Kramer beerbt das Karl & Co.

Bern

Seit Ende Jahr ist das Karl & Co. in der Berner Kramgasse geschlossen. Nun steht der Nachfolger fest.

Das ist die neue Kramer-Crew: (v.l.) Paul Jurt, Martin Hebeisen und Noemi Bärtschi.

(Bild: Raphael Moser)

Claudia Salzmann@C_L_A

«Never change a winning team» – nach diesem Motto übernimmt die Aarestadt Gastro das ehema­lige Lokal des Karl & Co. an der Kramgasse 12. «Wie unser Vorgänger setzen wir auf das Mittags- und Feierabendgeschäft», sagt Martin Hebeisen, der das Unternehmen gemeinsam mit dem Koch Paul Jurt führt. Sie übernahmen im März das Restaurant des Golfparks Blumisberg und kennen sich vom The Flow in der Welle 7.

Unter dem Namen Kramer ­machen sie per Anfang Juni auf, geführt wird der Betrieb von der 28-jährigen Noemi Bärtschi. Das Lokal verfügt über 60 Innenplätze und ist von der Kramgasse und von der Rathausgasse betretbar.

Auf beiden Seiten plant Hebeisen Sitzplätze, in der Kramgasse gar einen 40-plätzigen Biergarten. Auf diesen freut er sich besonders, da ab dem 14. Juni auch die Fussball-WM stattfindet. «Der Biergarten wird aber nicht nur für diese Zeit bleiben, wir wollen eine schöne Terrasse bieten», sagt der 40-Jährige.

Ein Renner

Die Küche sei nicht für einen normalen Restaurantbetrieb geeignet, aber dennoch würden sie Mittagsmenüs, Salate, Pasta, Risottos und Plättchen anbieten. «Dabei profitieren wir von un­serer Küche im Golfpark, wo wir vorproduzieren werden», sagt Hebeisen.

Einen frechen Anstrich will er dem Kramer-Menü dennoch verleihen: mit Poké-Bowls in verschiedenen Varianten. «Im Golfpark sind sie der absolute Renner.» Poké-Bowls haben ihren Ursprung in Hawaii.

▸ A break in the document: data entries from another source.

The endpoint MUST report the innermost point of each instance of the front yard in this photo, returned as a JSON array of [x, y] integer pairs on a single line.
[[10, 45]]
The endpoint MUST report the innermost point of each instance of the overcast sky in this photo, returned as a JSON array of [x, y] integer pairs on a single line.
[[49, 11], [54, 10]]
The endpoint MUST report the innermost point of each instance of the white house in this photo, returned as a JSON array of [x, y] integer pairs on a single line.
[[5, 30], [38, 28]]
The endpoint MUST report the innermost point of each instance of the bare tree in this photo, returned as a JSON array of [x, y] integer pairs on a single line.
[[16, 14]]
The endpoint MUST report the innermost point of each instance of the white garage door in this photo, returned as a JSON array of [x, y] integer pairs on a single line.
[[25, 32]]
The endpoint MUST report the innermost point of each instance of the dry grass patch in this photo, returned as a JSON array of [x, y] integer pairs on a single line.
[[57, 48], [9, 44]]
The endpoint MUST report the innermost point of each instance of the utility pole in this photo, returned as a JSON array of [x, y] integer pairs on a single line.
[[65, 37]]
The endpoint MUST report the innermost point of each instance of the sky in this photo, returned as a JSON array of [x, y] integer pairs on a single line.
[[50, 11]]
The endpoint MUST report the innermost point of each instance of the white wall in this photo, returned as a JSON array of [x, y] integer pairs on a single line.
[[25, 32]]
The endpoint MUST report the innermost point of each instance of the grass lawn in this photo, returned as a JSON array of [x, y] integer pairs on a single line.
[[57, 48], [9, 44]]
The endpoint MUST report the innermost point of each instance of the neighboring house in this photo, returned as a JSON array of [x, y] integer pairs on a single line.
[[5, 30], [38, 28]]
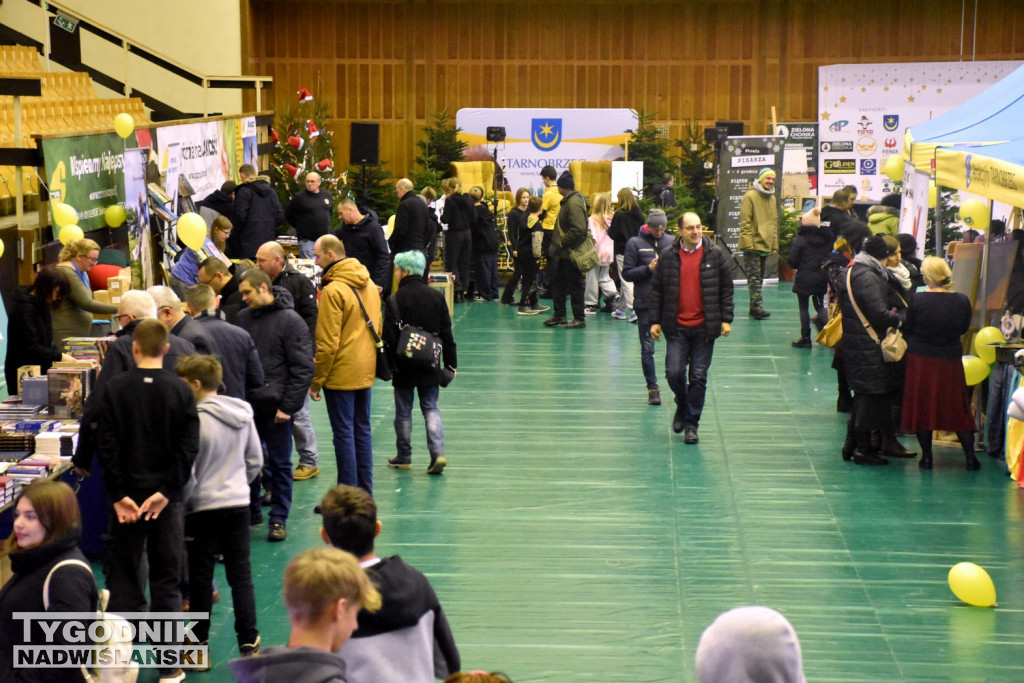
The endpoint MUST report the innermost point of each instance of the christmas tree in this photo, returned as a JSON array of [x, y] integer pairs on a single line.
[[303, 145]]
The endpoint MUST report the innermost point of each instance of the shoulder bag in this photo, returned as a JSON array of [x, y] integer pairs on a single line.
[[416, 347], [893, 346], [384, 371]]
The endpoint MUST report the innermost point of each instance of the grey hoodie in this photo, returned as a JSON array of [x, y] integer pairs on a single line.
[[750, 645], [229, 456], [295, 665]]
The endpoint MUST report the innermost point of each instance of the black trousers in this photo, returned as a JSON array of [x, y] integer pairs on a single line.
[[566, 280]]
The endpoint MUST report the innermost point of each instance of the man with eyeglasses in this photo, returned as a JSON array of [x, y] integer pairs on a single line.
[[691, 303]]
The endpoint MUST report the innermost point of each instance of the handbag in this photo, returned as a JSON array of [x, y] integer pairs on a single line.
[[893, 346], [584, 256], [384, 371], [832, 334], [416, 347]]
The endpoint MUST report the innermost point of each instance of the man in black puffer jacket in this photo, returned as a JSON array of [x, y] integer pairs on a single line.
[[691, 302]]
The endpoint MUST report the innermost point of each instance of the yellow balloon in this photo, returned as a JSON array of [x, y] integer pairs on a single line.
[[972, 585], [192, 230], [975, 370], [64, 215], [115, 215], [70, 233], [894, 167], [124, 125], [975, 214], [983, 343]]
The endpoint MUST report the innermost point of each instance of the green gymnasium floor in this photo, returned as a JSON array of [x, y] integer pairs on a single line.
[[574, 538]]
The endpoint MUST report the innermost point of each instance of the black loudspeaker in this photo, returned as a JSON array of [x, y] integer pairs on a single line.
[[733, 128], [364, 148]]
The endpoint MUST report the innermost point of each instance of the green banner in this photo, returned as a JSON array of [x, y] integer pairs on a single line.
[[85, 172]]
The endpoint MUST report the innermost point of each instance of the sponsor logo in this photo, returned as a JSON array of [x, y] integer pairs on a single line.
[[835, 166], [837, 145], [546, 133]]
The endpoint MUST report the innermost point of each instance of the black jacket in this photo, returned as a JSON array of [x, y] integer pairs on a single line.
[[459, 212], [30, 336], [365, 242], [810, 249], [640, 251], [716, 285], [309, 214], [410, 224], [866, 371], [257, 215], [484, 230], [193, 332], [72, 590], [303, 295], [286, 352], [424, 307], [243, 371], [625, 226]]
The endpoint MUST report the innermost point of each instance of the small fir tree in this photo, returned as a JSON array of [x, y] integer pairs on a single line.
[[440, 145]]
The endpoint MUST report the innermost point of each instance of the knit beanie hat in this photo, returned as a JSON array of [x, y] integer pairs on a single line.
[[656, 218], [892, 201], [881, 246], [750, 645]]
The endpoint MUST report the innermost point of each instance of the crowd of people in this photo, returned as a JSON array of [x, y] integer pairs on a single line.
[[208, 383]]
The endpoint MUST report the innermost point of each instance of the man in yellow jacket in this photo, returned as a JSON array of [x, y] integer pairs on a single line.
[[759, 235], [345, 361]]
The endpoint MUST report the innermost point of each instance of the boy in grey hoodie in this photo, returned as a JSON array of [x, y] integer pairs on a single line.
[[217, 499], [325, 588]]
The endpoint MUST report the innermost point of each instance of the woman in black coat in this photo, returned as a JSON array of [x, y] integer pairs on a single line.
[[47, 525], [936, 395], [421, 306], [30, 326], [810, 249], [876, 384]]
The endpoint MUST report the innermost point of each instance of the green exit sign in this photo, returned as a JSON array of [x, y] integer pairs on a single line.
[[65, 23]]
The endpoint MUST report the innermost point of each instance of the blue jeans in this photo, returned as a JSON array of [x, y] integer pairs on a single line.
[[646, 350], [403, 420], [688, 347], [305, 437], [353, 444], [276, 437]]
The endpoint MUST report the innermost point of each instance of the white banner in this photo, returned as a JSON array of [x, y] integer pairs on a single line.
[[864, 110], [535, 138]]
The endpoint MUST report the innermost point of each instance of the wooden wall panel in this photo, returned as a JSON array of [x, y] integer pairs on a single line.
[[397, 62]]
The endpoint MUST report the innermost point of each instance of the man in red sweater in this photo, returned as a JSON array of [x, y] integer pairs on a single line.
[[691, 303]]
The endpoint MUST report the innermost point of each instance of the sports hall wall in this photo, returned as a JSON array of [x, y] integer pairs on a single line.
[[399, 62]]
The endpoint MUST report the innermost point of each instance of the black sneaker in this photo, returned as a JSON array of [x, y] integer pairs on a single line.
[[278, 531]]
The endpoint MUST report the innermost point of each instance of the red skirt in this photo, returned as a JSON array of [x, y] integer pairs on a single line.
[[936, 395]]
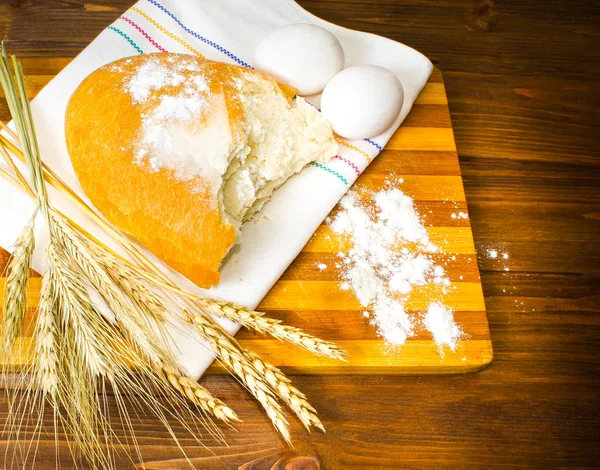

Sie haben einen japanischen Einfluss.

«Poké» heisst klein geschnitten, meist ist es Sashimi – roher Fisch – auf Reis und an einer passenden Sauce. Dieses Trendessen gibt es in Bern lediglich in der Welle 7 und in der Lobby-Lounge-Bar des Hotels Schweizerhof Bern.

Ein Heimkommen

Beim Vorgänger an der Kramgasse gab es auch einen kleinen Laden, diesen wird Hebeisen nicht mehr weiterführen. Dafür setzt das neue Team auf Kunst und wird die Wände lokalen Künstlern zur Verfügung stellen, den Anfang macht Büne Huber. Die Bar bleibt, wo sie vorher war. Neues Mobiliar wird noch gekauft, und dann kann man hier wieder einkehren.

Martin Hebeisen blickt auf eine lange Gastrokarriere zurück, nach der Hotelfachschule in Thun leitete er acht Jahre die Postfinance-Arena für die SCB Sportgastro. «Nun war die letzte Gelegenheit, doch noch selbstständig zu werden», sagt er.

Für ihn ist die Kramgasse zudem ein Heimkommen, denn er wuchs zwei Häuser vom Kramer entfernt auf. «Meine Eltern wohnen noch immer dort und möchten wohl am liebsten gleich selber mitarbeiten», sagt Hebeisen und lacht.